A própria sensação de ausência, desconforto e carência espiritual demonstra
que Deus está aqui, pois é justamente a sua presença que nos chama a
reencontrá-lo se o mandamos embora. O incômodo do vazio busca preenchimento.
Se sentimos o vazio é porque algo deveria estar lá.
Mesmo em meio a todo superficialismo que muitas vezes assume a fé
pós-moderna, Deus ainda se manifesta com força.
Depois de nos afastarmos, o motivo mais frequente de reencontro com Deus é
a dor. No momento em que nos defrontamos com o desespero, com a perda, com o
desamparo, a alma grita por Deus. Mesmo aqueles que O haviam esquecido, apelam
para Ele. É que a dor pede alívio, requer entendimento de seu sentido, clama por
socorro. Nem sempre os recursos humanos são suficientes para mitigar a dor.
Sobretudo as dores da alma têm paroxismos que nenhum ser humano é capaz de
curar. E preciso então recorrer ao poder supremo.

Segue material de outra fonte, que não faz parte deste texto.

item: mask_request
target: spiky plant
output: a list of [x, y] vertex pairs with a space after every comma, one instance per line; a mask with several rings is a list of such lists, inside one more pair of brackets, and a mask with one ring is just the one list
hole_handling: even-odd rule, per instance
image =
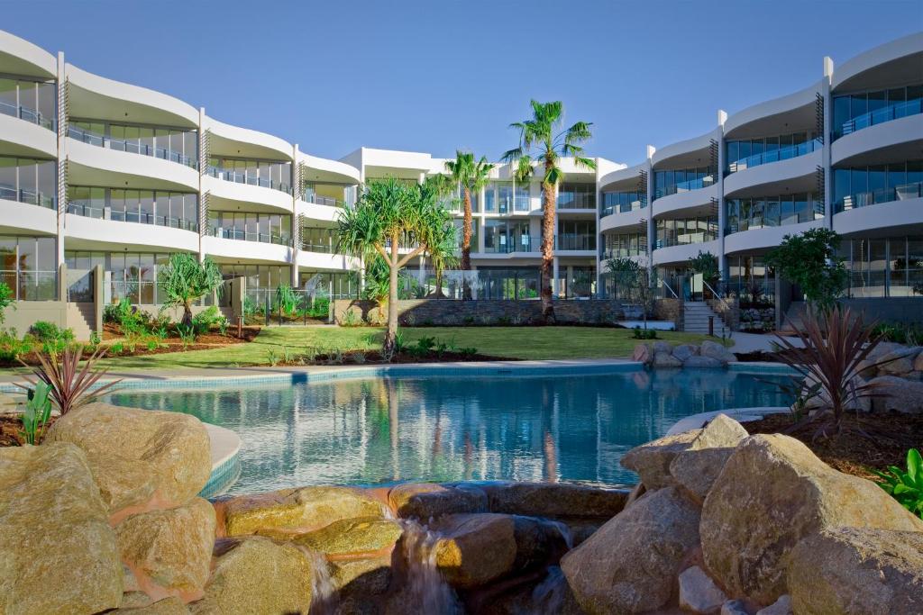
[[[65, 349], [60, 356], [56, 352], [39, 353], [39, 366], [31, 368], [35, 377], [23, 376], [31, 386], [19, 384], [17, 386], [28, 391], [35, 389], [38, 382], [44, 383], [51, 389], [49, 396], [61, 416], [112, 393], [121, 379], [94, 388], [100, 378], [108, 373], [105, 369], [95, 369], [96, 362], [105, 356], [105, 349], [95, 350], [80, 367], [83, 349], [79, 346]], [[26, 365], [21, 360], [19, 362]]]
[[533, 172], [533, 162], [543, 169], [542, 175], [542, 316], [553, 321], [555, 309], [551, 300], [551, 276], [555, 260], [555, 208], [557, 204], [557, 185], [564, 179], [559, 166], [561, 157], [572, 157], [577, 167], [595, 169], [596, 162], [583, 156], [581, 143], [593, 136], [588, 122], [575, 122], [561, 129], [564, 105], [560, 101], [538, 102], [532, 101], [533, 115], [522, 122], [509, 124], [520, 133], [520, 143], [503, 154], [501, 160], [515, 165], [513, 176], [518, 182], [528, 182]]
[[[872, 333], [875, 324], [867, 325], [862, 314], [834, 305], [829, 311], [808, 310], [801, 327], [796, 328], [801, 346], [776, 334], [784, 350], [780, 360], [804, 376], [807, 383], [820, 384], [819, 398], [823, 407], [813, 417], [805, 417], [795, 428], [817, 421], [815, 437], [836, 435], [843, 431], [843, 419], [851, 407], [863, 398], [881, 396], [877, 383], [867, 383], [859, 373], [869, 367], [864, 363], [881, 341]], [[883, 365], [880, 361], [872, 366]]]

Dirão os ateus que na hora do desamparo, a pessoa fraqueja e se apega a essa
muleta divina, quando deveria permanecer suficientemente forte para não se
render à necessidade de consolo e sentido.
Mas a verdade é que a dor irrompe em nossas vidas como um chamado para
acordarmos para outra realidade. Ela vem, nos sacode, nos despoja de ilusões,
preconceitos, ambições e nos deixa nus diante de nós mesmos. Somos então
obrigados a nos reconheceriamos como seres carentes da divindade, como filhos
que precisam de um pai e de uma máe, e Deus oferece a proteção paterna e o
aconchego materno.
E verdade que a dor pode causar revolta, ao invés de um pedido contrito de
ajuda. Entretanto, sem que muitas vezes o saiba, o ser humano que se rebela está
ainda se relacionando com Deus. Pois a revolta pressupõe alguém contra quem se
revoltar. Se tudo fosse obra do acaso e da má sorte, a revolta não teria razão de
ser. Revoltar-se é achar que há uma vontade querendo aquilo que não queremos
aceitar.
A revolta é como uma crise de adolescente, como se ficássemos de birra com
Deus. A alma que se rebela mostra-se imatura, pois não consegue apreender o
caráter pedagógico do sofrimento, não é capaz de notar em si mesmo a causa que
atraiu a dor, como um remédio para problemas seus, que de outra forma
permaneceriam pesando em sua personalidade.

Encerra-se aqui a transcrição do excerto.